Insgesamt 3.876 Kilometer deutscher Landesgrenze stehen bei der aktuellen Spendensammel-Aktion von Pro Asyl symbolisch zur Verfügung - PrFoto: Ballhaus West
Rechtsschutz für Flüchtlinge
Pro Asyl sammelt Spenden mit "Grenzen-Kauf"
Die Frankfurter Menschenrechtsorganisation Pro Asyl, die von Mitarbeitenden aus Flüchtlingsräten, Kirchen, Gewerkschaften, Wohlfahrts- und Menschenrechtsorganisationen gegründet wurde, unterstützt Flüchtende seit 1986 in ihren Asylverfahren und recherchiert Menschenrechtsverletzungen gegenüber Schutzsuchenden.
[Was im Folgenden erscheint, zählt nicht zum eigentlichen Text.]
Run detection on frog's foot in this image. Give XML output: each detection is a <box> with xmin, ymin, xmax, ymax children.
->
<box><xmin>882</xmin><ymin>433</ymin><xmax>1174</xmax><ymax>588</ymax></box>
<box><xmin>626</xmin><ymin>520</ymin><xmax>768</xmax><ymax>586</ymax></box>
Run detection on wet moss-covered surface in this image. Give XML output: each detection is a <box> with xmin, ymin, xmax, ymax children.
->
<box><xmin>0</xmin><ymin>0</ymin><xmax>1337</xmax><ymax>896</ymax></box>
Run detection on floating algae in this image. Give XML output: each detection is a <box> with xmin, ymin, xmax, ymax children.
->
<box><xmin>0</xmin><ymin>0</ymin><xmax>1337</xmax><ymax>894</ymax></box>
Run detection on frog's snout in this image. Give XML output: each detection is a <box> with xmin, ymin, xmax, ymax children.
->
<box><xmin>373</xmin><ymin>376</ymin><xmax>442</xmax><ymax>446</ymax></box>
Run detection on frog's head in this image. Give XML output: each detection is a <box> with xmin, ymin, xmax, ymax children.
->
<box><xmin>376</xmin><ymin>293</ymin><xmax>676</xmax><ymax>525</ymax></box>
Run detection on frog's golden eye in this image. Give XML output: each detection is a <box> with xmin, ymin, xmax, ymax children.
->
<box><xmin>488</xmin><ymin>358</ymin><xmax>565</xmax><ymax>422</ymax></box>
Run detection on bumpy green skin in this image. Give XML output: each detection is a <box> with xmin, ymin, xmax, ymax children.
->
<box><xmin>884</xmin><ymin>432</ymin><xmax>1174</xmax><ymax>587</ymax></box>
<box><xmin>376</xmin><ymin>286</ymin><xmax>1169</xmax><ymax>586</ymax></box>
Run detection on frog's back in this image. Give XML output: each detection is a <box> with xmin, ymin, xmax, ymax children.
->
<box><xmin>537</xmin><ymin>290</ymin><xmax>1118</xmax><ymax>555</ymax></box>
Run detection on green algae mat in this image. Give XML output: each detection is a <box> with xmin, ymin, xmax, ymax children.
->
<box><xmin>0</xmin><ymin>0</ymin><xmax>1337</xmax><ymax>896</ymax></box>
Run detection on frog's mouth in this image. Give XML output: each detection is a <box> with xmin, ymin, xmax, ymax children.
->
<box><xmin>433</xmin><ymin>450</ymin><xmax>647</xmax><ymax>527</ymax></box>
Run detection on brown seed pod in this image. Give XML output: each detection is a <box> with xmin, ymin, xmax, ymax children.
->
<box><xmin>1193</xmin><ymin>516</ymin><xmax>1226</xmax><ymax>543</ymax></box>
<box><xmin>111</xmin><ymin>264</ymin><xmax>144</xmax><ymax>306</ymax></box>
Außerdem informiert sie die Öffentlichkeit durch Pressearbeit, Publikationen sowie Kampagnen und Aktionen über die aktuellen Entwicklungen in der Asylpolitik.
Am 18. November 2025 ist unter dem Motto "Grenzen-Kauf" eine weitere Aktion an den Start gegangen, mit der sich die Organisation für die Rechte von Flüchtlingen stark macht und gleichzeitig in der Gesellschaft zum Spenden aufruft.
Auf der Landingpage grenzen-kauf.de gibt es die Möglichkeit, durch eine Spende ab 20 Euro symbolisch ein Stück der deutschen Landesgrenze - in diesem Fall 100 Meter von insgesamt 3.876 Kilometern - zu erwerben. Zusätzlich stehen für Großspender:innen See- und Flughäfen wie Hamburg, Münster/Osnabrück oder Saarbrücken zur Verfügung, die ab 1.000 Euro "gekauft" werden können.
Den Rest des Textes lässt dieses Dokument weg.